A Romancista, o seu Filme e o Amigo Hong

Certa vez li num texto no À Pala de Walsh, a propósito de um filme recente de Woody Allen, que vê-lo era como reencontrar um velho amigo. Muito redutor seria aplicar a mesma analogia a A Romancista e o seu Filme, mas se há um autor contemporâneo que se preste a este tipo de considerações, ele é Hong Sang-soo. De variação em variação dos mesmos motivos, o cineasta veio a desenvolver uma linguagem própria que constantemente nos pede que leiamos os seus filmes à luz das diferenças entre si, mais do que qualquer métrica exterior. Os tons autobiográficos dos últimos anos vieram ainda acentuar essa tendência. Vamos ver um filme de Hong Sang-soo quase para ver a evolução do seu pensamento sobre si, sobre a vida, sobre cinema.

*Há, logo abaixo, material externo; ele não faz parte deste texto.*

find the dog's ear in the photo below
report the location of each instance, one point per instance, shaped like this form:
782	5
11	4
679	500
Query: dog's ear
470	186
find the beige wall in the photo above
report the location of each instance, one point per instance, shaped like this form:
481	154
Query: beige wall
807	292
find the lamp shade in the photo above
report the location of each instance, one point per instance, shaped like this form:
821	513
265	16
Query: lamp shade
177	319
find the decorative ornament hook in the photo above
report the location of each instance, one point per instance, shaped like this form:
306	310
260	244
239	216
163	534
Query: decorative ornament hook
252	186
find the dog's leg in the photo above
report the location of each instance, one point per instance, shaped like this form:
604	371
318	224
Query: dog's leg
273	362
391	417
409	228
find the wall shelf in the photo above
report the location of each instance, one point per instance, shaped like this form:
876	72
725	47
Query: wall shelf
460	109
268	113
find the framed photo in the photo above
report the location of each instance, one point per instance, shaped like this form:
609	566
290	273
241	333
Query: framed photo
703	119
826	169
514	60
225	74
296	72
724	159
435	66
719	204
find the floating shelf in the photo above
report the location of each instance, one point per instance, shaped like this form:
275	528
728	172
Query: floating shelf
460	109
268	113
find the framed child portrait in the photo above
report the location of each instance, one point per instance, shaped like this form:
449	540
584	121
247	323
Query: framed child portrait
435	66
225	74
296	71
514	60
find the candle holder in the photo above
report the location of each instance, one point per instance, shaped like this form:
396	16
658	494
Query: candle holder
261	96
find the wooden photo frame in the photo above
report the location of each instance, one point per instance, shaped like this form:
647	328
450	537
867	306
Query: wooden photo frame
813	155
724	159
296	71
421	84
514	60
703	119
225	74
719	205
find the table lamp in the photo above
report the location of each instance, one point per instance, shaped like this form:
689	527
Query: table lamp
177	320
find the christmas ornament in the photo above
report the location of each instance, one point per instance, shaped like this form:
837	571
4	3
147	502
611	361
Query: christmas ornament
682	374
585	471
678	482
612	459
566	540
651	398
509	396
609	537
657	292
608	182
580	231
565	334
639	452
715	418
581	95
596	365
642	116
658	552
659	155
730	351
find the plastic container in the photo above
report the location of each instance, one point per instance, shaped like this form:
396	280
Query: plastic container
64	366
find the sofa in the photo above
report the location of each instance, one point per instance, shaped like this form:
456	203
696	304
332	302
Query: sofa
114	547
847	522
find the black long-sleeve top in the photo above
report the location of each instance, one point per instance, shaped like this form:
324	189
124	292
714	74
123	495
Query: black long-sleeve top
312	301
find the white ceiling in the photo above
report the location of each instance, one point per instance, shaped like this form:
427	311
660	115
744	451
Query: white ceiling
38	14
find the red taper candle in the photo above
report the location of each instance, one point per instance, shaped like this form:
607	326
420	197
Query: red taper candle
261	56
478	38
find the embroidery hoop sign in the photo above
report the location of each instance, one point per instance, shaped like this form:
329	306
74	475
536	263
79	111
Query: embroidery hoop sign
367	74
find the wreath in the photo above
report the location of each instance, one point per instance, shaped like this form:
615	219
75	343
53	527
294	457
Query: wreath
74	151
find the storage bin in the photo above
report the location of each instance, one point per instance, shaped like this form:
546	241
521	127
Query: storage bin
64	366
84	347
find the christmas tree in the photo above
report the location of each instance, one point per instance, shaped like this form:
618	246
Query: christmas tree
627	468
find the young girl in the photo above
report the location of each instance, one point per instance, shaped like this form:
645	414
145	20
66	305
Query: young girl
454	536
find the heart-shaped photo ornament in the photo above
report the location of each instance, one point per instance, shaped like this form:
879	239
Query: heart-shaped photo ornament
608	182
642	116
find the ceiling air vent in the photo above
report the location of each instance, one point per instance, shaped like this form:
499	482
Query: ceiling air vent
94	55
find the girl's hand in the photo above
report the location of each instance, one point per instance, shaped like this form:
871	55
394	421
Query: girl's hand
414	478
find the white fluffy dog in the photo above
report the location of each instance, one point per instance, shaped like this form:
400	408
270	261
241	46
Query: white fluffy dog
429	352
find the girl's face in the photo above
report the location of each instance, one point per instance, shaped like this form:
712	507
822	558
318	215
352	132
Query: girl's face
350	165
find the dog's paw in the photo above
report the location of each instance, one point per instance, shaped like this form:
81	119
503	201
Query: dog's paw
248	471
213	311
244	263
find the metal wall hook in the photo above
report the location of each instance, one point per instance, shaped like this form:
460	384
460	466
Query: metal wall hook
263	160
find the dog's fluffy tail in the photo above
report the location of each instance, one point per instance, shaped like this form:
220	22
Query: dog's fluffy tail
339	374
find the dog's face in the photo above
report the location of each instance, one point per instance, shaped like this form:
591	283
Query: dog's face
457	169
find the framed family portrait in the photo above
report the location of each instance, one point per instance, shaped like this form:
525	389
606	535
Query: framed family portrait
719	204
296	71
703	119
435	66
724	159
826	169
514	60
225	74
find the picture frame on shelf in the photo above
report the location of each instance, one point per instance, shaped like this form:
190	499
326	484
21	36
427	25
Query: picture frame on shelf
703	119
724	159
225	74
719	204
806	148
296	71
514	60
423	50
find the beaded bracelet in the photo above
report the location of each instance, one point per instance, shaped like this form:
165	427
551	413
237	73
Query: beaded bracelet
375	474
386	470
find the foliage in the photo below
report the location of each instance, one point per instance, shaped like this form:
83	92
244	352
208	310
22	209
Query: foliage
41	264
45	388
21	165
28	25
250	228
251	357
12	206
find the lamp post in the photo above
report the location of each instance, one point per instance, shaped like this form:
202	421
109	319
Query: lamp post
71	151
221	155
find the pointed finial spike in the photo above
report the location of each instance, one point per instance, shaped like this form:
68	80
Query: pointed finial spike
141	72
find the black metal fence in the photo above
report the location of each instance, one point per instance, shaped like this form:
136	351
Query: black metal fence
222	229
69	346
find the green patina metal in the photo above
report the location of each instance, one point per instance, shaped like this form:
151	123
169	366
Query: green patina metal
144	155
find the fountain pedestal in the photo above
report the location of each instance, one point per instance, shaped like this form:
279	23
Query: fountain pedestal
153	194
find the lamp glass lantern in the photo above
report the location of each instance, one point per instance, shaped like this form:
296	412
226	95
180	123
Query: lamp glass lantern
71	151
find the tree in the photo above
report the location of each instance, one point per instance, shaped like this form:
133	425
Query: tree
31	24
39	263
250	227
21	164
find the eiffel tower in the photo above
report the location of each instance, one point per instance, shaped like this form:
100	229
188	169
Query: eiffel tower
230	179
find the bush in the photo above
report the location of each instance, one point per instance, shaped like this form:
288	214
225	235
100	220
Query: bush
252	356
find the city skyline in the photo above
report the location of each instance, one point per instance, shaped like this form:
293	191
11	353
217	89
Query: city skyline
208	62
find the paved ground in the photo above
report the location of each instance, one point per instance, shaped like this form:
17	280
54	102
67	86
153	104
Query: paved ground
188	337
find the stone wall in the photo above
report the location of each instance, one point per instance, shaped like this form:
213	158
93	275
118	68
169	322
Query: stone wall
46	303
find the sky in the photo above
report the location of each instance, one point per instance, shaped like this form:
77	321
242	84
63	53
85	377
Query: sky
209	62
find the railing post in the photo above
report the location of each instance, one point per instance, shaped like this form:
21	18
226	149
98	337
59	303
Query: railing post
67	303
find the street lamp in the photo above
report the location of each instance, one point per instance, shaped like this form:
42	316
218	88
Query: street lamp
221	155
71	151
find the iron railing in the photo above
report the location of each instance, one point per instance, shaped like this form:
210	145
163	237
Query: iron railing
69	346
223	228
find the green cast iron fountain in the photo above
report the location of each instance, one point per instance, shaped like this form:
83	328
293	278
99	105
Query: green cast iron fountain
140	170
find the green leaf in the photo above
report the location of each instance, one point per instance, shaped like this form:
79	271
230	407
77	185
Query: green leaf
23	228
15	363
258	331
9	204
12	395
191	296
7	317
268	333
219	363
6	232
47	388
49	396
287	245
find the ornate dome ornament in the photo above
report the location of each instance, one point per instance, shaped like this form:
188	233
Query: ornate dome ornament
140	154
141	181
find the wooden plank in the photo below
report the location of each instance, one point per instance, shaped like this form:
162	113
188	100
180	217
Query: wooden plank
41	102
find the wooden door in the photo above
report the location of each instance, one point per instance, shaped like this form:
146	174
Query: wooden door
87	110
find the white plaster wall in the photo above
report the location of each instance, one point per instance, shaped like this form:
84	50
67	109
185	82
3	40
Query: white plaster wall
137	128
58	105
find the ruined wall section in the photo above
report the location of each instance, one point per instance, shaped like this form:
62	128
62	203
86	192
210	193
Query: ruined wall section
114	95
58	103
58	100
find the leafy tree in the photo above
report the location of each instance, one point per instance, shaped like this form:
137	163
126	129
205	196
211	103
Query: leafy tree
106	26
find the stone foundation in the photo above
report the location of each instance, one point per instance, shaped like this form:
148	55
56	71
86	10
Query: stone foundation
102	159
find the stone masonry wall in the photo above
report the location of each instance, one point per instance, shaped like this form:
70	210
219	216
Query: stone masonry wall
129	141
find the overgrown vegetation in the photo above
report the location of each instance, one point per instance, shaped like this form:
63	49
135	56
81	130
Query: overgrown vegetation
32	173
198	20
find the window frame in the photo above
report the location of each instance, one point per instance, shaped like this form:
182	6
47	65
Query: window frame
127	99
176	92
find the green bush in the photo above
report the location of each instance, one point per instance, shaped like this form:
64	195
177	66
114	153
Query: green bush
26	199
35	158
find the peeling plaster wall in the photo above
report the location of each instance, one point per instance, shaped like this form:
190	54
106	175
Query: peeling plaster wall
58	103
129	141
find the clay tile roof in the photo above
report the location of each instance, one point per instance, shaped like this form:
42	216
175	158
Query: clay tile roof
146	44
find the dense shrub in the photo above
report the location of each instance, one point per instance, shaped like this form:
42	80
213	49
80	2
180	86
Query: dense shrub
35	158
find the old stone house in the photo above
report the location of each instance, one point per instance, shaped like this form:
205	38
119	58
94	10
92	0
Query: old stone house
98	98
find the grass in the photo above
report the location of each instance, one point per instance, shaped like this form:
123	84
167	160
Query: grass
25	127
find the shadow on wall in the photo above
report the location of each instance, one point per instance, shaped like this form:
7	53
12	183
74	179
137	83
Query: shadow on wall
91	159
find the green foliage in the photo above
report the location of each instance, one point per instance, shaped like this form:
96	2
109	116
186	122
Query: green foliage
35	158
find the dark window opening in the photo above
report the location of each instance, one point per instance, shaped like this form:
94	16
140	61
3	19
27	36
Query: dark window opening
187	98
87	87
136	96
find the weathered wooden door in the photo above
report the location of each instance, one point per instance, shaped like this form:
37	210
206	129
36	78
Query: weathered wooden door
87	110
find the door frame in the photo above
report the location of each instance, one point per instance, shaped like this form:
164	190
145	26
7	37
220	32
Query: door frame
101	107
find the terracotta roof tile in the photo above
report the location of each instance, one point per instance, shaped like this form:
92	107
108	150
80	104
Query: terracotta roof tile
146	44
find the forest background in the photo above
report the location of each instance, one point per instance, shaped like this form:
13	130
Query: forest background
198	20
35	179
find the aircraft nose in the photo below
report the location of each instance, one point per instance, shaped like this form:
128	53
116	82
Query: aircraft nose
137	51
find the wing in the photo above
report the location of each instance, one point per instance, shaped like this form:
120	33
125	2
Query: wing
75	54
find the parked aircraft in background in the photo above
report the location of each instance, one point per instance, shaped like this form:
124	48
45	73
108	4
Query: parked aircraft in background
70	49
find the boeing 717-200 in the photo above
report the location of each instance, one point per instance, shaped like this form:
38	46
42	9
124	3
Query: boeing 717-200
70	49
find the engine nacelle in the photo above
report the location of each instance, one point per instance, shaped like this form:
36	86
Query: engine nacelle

Nesse sentido, não é novidade para Hong ter personagens que, directa ou indirectamente, verbalizam os seus próprios pensamentos (ou, pelo menos, da sua persona enquanto realizador), assim como é comum (se não generalizado) que as suas obras tenham um componente importante de meta-texto. Assim, mais cedo ou mais tarde, dependendo da familiaridade do espectador com o portefólio do realizador coreano, se percebe que a romancista que dá título ao filme, ao expressar as suas ideias sobre a obra que pretende fazer (um filme “de ficção”, mas cujo foco são “os gestos e olhares reais” que surgem entre gente com confiança e carinho mútuos, onde a história, existindo, “não é importante”), expressa também uma certa idealização que Hong faz deste próprio filme, assim como de aspectos que mais ou menos vinham a estar presentes em obras anteriores do realizador que diz esboçar as cenas a filmar com um elenco tão familiar (a maior parte do elenco conta já com perto de uma dezena de filmes com o realizador) apenas na manhã do dia de filmagens.

Esta perspectiva é cimentada pela colocação dos créditos do filme após aquilo que diegeticamente nos é apresentado como sendo esse filme que a romancista acaba por realizar, mas que consiste, na realidade, numa gravação do próprio realizador com a sua companheira, a actriz Kim Min-hee, num momento de catarse profundamente emotivo. Esses mesmos créditos são, aliás, reveladores da produção intimista que deu origem a este filme: Hong Sang-soo acumula uma miríade de tarefas, desde a realização à banda-sonora, enquanto Kim Min-hee, para além de actriz, é productora-executiva. À medida da romancista.

Todavia, antes de tudo isto, um outro encontro parece significativo para esta interpretação: há um par de cenas onde conhecemos um cineasta interpretado por Kwon Hae-hyo, um desses rostos já bastante conhecidos dos fãs de Hong. A dada altura a conversa, onde a sua mulher também participa, centra-se no novo filme do realizador: “os seus últimos filmes parecem mais claros, os críticos também o dizem”, “antes eu sentia uma espécie de compulsão para filmar”, entre outras descrições, assentam que nem uma luva a Hong Sang-soo. A questão é que, ao contrário da romancista, este é retratado como um tipo desprezível, evitante e paternalista em igual medida, que quando fala da sua obra mais sobressai a prepotência intelectual do que a honestidade. Na segunda cena com ele, vemos a protagonista irada a repreender as suas atitudes.

Torna-se então curioso notar como embora Hong neste filme mantenha uma dicotomia vincada entre homens e mulheres, fazendo uso de um estereótipo de “macho tóxico” que contrasta com a humildade e clarividência das personagens femininas, o realizador ele próprio não se projecta somente nas personagens masculinas. As suas reflexões e a sua visão são antes divididas por pelo menos duas personagens contrastantes. Os pensamentos por estas exprimidos não são, aliás, de todo opostos, antes perfeitamente complementares. O que se altera é a construção das personagens em torno deles, e a forma como são exprimidos, simbolizando-nos um conflito interno do realizador entre, por um lado, o exercício de certa forma egocêntrico e intelectualizante de aperfeiçoar a sua técnica e encontrar a linguagem cinematográfica justa e, por outro, a vontade declarada de conseguir uma expressão emocional genuína.